Dibek ve arkadaşları tarafından TBMM Başkanlığı'na verilen önergede, Devlet Su İşleri (DSİ) teşkilatının asli görevlerinden birinin bataklıkları kurutmak ve arazilerin drenajını sağlamak olduğu belirtilerek, "Bugünler de devam eden ilk bahar ve sonbahar yağışlarını bile taşıyamayan dere yatakları ve drenaj kanallarından taşan sular arazilere zarar verir hale gelmiştir. Taşkınlar nedeniyle 4 yurttaşımız hayatını kaybetmiştir" denildi.
Ergene kollarını oluşturan derelerin tamamının rusubat ve sürüntü malzeme ile dolmuş olup dere yataklarının ağaçlarla kaplandığı kaydedilen gerekçede şu ifadeler yer aldı:
"Özellikle Şeytandere, Kayalı derelerinin, Lüleburgaz dereleri ve yan dereleri on yıldan beri hiç temizlenmemiştir. Bu temizlikler yapılmazsa Büyükkarıştıran gibi bazı beldeler, köyler ve yerleşim birimleri su altında kalabilir, can ve mal kayıplarının meydana gelme riski vardır. Kayalıköy, Kırklareli barajları dolu savakları çalışacağı için mansap şartları yeterli olmadığından aşırı yağışlarda bu barajlardan boşalacak sular dere yatakları dolu olduğu için büyük zararlara yol açabilecektir. Özellikle her yıl çeltik ekiminden yorulmuş ve bağışıklığı kaybolmuş çeltik ekiminin yapıldığı alanlardaki drenaj kanallarının yeniden ele alınması gerekmektedir. Bu alanların derin drenaja dönüştürülmemesi durumunda aşırı su ve gübre kullanımı yüzünden çok yakında tamamen verimsiz hale gelecektir.
Yeni felaketlerin yaşanmaması için suya yön veren ve suyu kontrol etmekle görevli kurumlara büyük görev düşmektedir.

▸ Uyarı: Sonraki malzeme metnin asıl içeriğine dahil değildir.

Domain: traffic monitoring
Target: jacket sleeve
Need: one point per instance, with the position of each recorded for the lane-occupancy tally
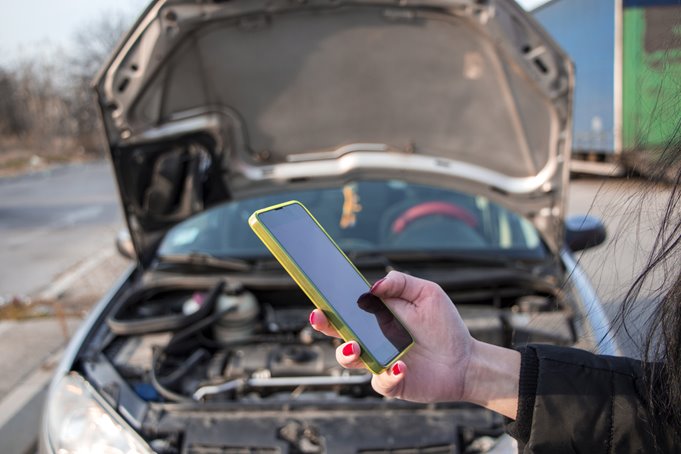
(571, 400)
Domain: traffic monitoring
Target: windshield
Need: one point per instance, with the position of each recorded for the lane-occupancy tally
(369, 216)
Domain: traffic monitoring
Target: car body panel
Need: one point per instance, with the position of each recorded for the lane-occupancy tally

Trakya'da Ergene ve Tunca nehirleri başta olmak üzere köy arazilerinin korunması için mutlaka dere yataklarının ıslah edilip temizlenmesi gerekmektedir. Ortaya çıkacak yeni felaketlerden DSİ sorumlu olacaktır. Ancak en önemlisi köylümüz mağdur olacaktır."